Kandil ve Avrupa’dan dönen BDP’lilerin, bu hafta içinde Öcalan’la görüşmek için Adalet Bakanlığı’na başvuru yapmaya hazırlandıkları öğrenildi

22 Mayıs 2013 14:45

Helin Alp /Ankara

 

İmralı’da Abdullah Öcalan ile MİT arasındaki görüşmeler devam ederken BDP heyetlerinin de Kandil’e ve Avrupa’ya gittiği öğrenildi. İmralı’ya en son 14 Nisan’da giden BDP, altıncı defa Öcalan’la görüşmek için bu hafta içinde Adalet Bakanlığı’na başvuru yapmaya hazırlanıyor.

PKK’nın 8 Mayıs'ta sınır dışına çekilmeye başlamasıyla barış ve çözüm sürecinde ikinci aşamaya geçildi.

Çekilmenin sorunsuz şekilde devam etmesiyle birlikte hükümetin yeni anayasa ve demokratikleşme adımlarını atması bekleniyor.

Türkiye, yeni anayasa ve referandumu, 2014 yılında yapılması muhtemel üç seçimi ve AKP’nin gündeme soktuğu başkanlık sistemini tartışırken, BDP de Kandil ve Avrupa’ya giderek değerlendirmelerde bulundu.

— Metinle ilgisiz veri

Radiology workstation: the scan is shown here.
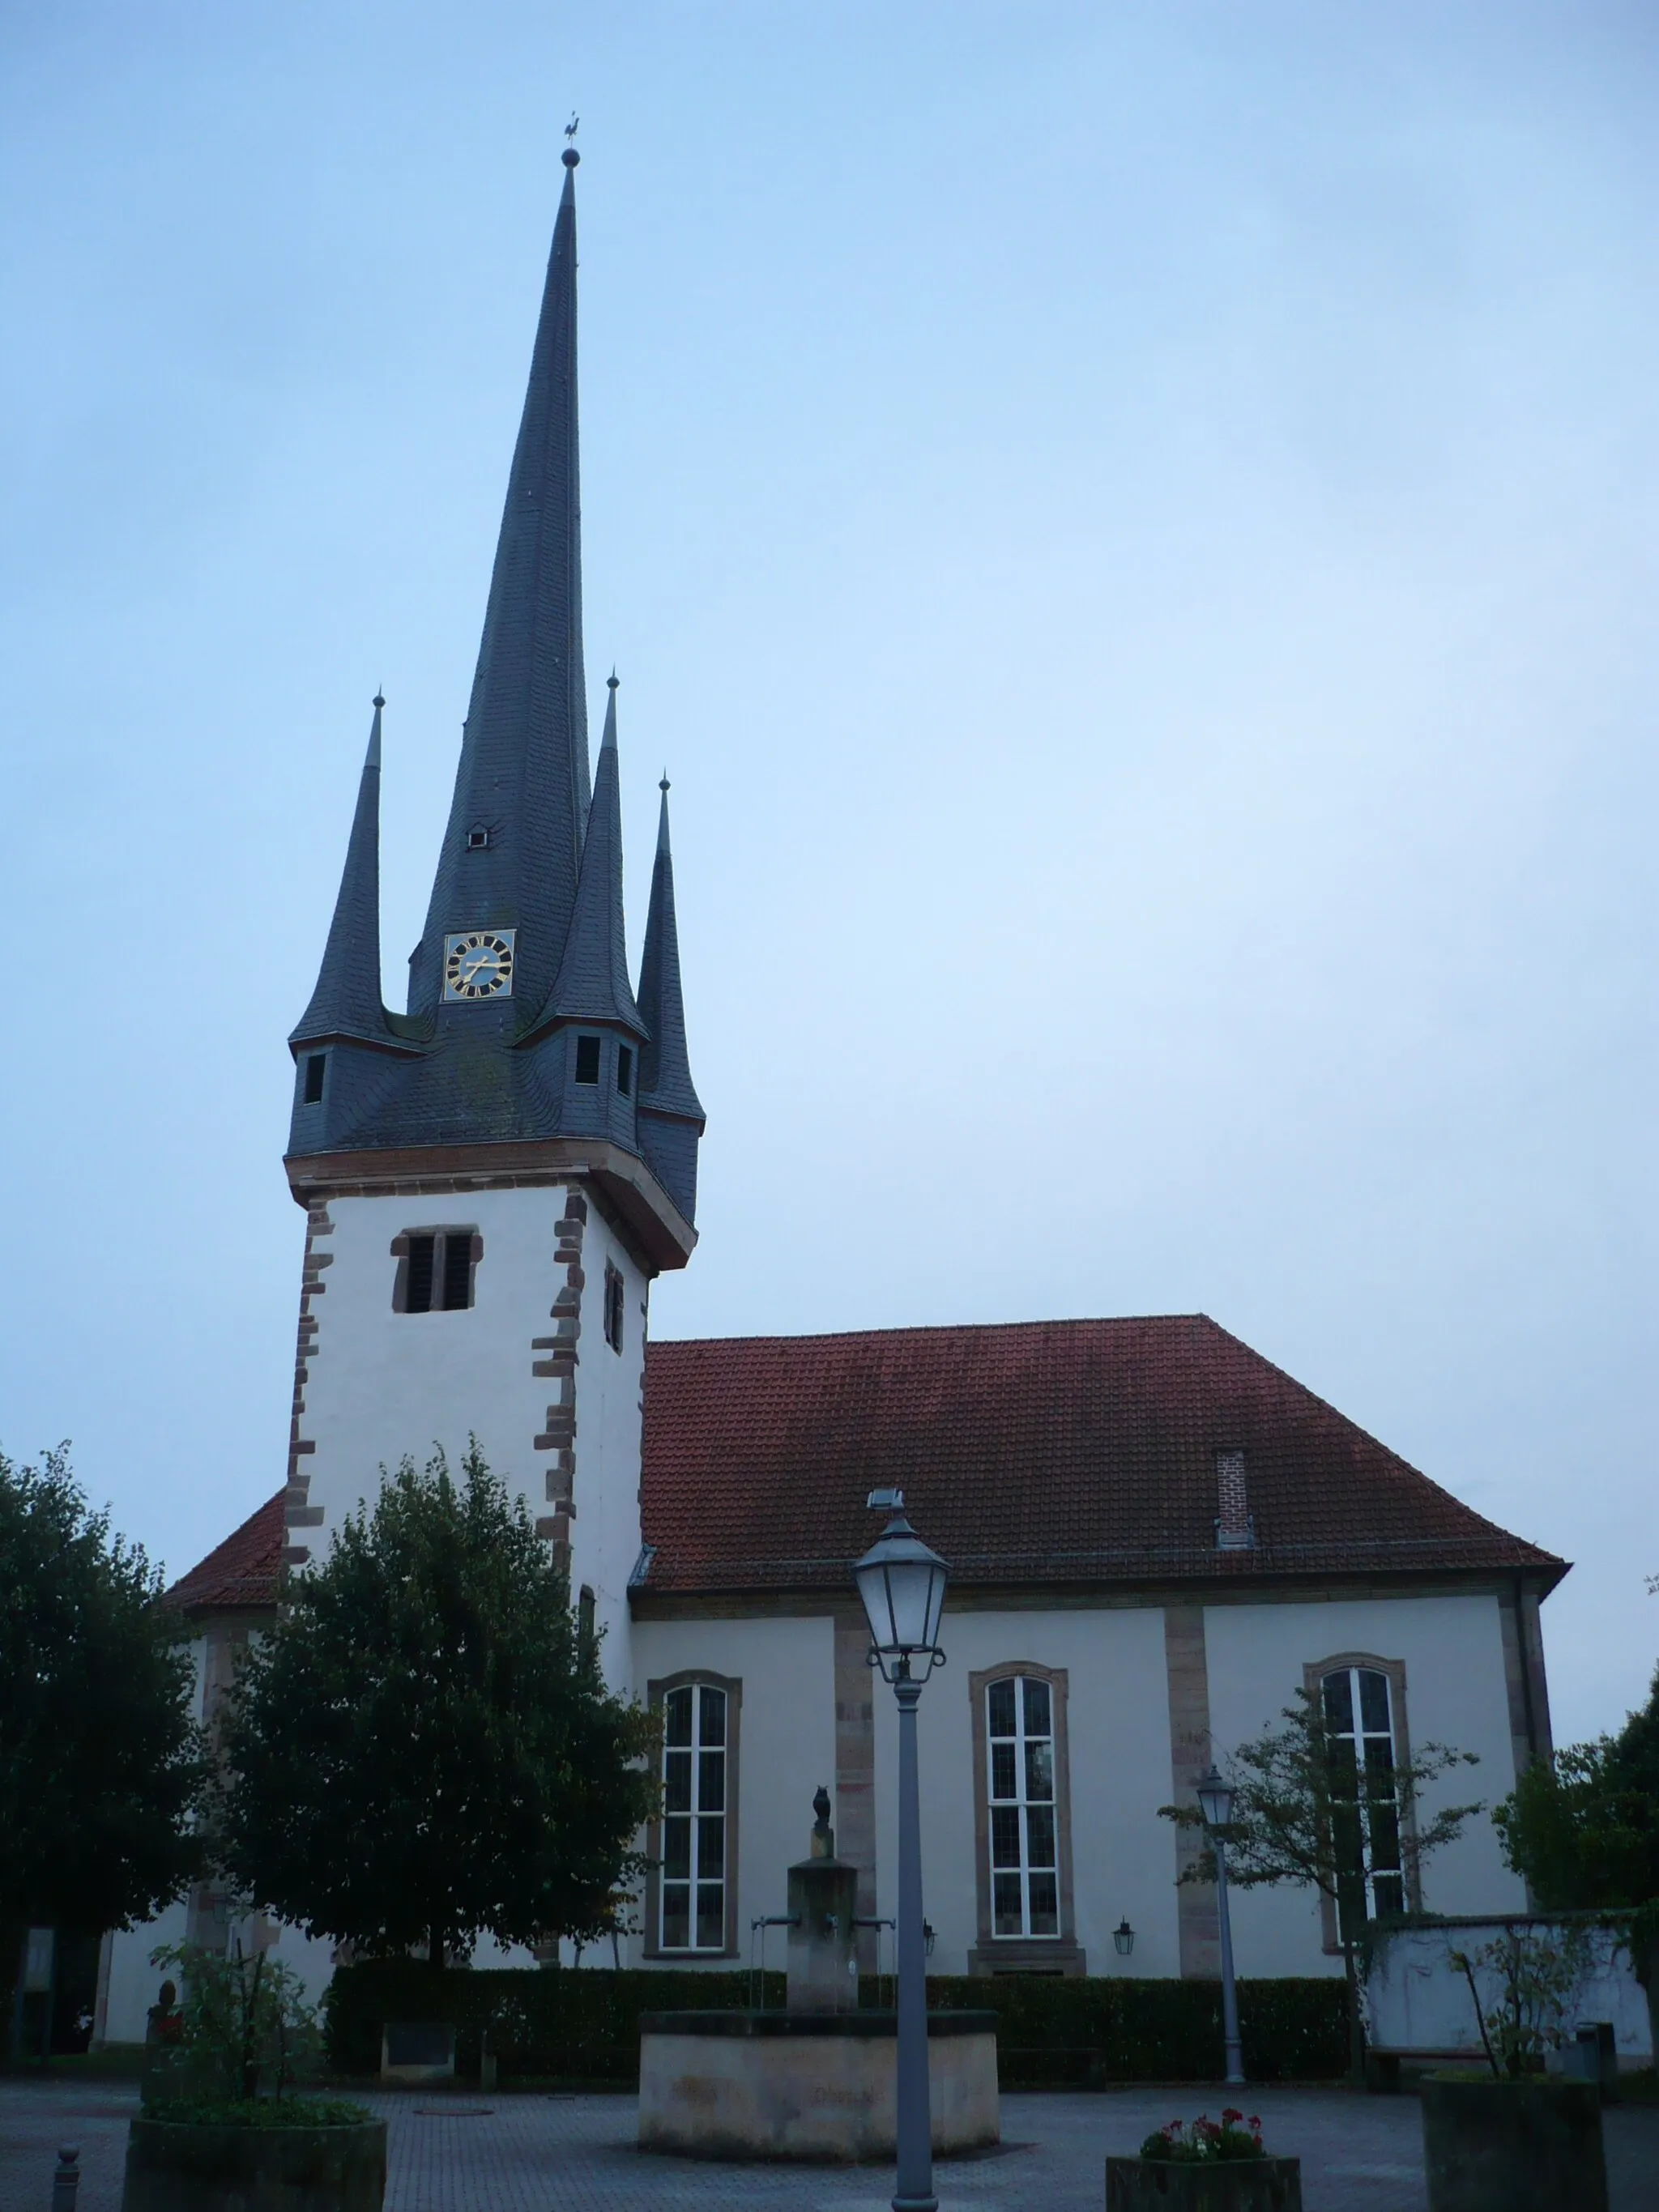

BDP Grup Başkanvekili Pervin Buldan ve beraberindeki heyetin Avrupa’ya giderek PKK yöneticileri ile görüştüğü, İstanbul Milletvekili Sırrı Süreyya Önder’in de Kandil’e gittiği öğrenildi.

Önceki gün dönen BDP’li milletvekillerinin hem Kandil hem de Avrupa ile çekilme sürecinin sorunsuz atlatılması ve atılacak yeni adımlara ilişkin değerlendirmelerde bulundukları belirtiliyor.

 

İmralı’ya altıncı tur

 

Kandil ve Avrupa’dan dönen BDP’lilerin, bu hafta içinde Öcalan’la görüşmek için Adalet Bakanlığı’na başvuru yapmaya hazırlandıkları öğrenildi. İmralı’ya en son 14 Nisan’da giden BDP, başvurusu kabul edildiği takdirde altıncı defa Öcalan’la görüşmüş olacak.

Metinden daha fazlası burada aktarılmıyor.